Integration of PostgreSQL into Cloud Spanner is thorough; it’s not just a conversion overlay. At the database schema level, the PostgreSQL interface for Cloud Spanner supports native PostgresSQL data types and its Data Description Language (DDL), which is a syntax for creating users, tables, and indexes for databases. The result is that if you write a schema for the PostgreSQL interface for Cloud Spanner, it will port and run on any real PostgreSQL database, which means clients are not trapped in Google Cloud if they use this service in production and want to change. But customers should be careful. Spanner functions, such as table interleaving, have been added to the PostgreSQL layer because they are important features in Spanner. You can get stuck because of these. But Makeig says Google has tried to minimize those exceptions so customers don’t feel locked in. (They’ll decide how locked in they feel, and maybe afterwards it’ll be too late if they’re not careful.)

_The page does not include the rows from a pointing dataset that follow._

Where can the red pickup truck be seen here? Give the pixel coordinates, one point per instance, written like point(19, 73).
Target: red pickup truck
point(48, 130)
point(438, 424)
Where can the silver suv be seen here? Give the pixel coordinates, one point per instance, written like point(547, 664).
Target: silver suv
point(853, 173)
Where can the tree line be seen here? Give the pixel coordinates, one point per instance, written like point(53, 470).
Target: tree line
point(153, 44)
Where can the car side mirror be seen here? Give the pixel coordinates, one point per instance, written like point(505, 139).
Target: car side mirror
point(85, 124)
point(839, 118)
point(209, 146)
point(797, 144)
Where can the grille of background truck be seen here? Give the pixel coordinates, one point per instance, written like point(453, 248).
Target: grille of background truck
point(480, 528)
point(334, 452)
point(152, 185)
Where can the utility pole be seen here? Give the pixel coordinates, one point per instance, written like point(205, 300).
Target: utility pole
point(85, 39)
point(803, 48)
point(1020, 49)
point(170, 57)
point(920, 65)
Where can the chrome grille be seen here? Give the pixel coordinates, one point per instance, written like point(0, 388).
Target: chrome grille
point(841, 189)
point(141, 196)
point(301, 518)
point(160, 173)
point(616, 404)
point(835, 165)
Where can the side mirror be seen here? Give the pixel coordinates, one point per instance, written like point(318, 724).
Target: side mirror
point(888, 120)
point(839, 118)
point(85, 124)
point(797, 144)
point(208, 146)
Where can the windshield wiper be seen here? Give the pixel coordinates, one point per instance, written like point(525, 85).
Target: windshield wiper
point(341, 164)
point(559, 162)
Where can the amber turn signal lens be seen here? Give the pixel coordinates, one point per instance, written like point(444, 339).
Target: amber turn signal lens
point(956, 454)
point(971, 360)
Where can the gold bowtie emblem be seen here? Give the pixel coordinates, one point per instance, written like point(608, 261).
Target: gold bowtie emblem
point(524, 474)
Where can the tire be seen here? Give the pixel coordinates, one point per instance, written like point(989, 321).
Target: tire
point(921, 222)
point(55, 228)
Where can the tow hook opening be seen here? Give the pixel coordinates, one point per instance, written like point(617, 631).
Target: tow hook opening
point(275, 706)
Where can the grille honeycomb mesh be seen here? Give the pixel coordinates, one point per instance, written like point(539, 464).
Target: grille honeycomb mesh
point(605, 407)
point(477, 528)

The PostgreSQL interface for Cloud Spanner compiles PostgresSQL queries up to Spanner’s native distributed query storage and processing primitives and not only supports the PostgreSQL wired protocol, which allows clients and a myriad of tools to third-party analysis to interact with the PostgreSQL database. This last element is the important thing for the business customers that Google is trying to attract to its cloud. Companies have applications built on PostgreSQL itself or on third-party data analysis and dashboard applications that rely on the PostgreSQL protocol, and supporting this layer, PostgreSQL databases and their applications and ancillary programs can all be moved to Google Cloud. This is mainly what it is about.
That said, Google also wants to attract new developers who code new apps on its eponymous cloud and the cloud variant of its Spanner database, and the best way to do that is to support the PostgreSQL interface. This way, these applications can start on the Cloud SQL for PostgreSQL service until they exceed its fairly limited scale (the limit is not the one that Google artificially imposes, it is an inherent database limit. open source like MySQL and PostgreSQL For big database jobs, it’s no coincidence that companies stick to Oracle, DB2, or SQL Server and drop it, quite heavily, on big NUMA servers. The horizontal scale for a true relational database that can do OLTP and OLAP at the same time is not trivial, which is why Google created Spanner to do a better job than its Megastore and Bigtable NoSQL databases first. place.
Google is previewing the PostgreSQL interface now and says it has very little overhead compared to Cloud Spanner and offers the same 99.999% uptime guarantee along with the same consistency and data security.
We still think Google should go all the way and open source Spanner, like it did Kubernetes, but it will be a very cold day before that happens. Spanner is the very glue of data that holds Google together, and is far more important today than the MapReduce data analysis method and the Google filesystem that underpins it was unveiled in 2004, inspiring Hadoop to see the day.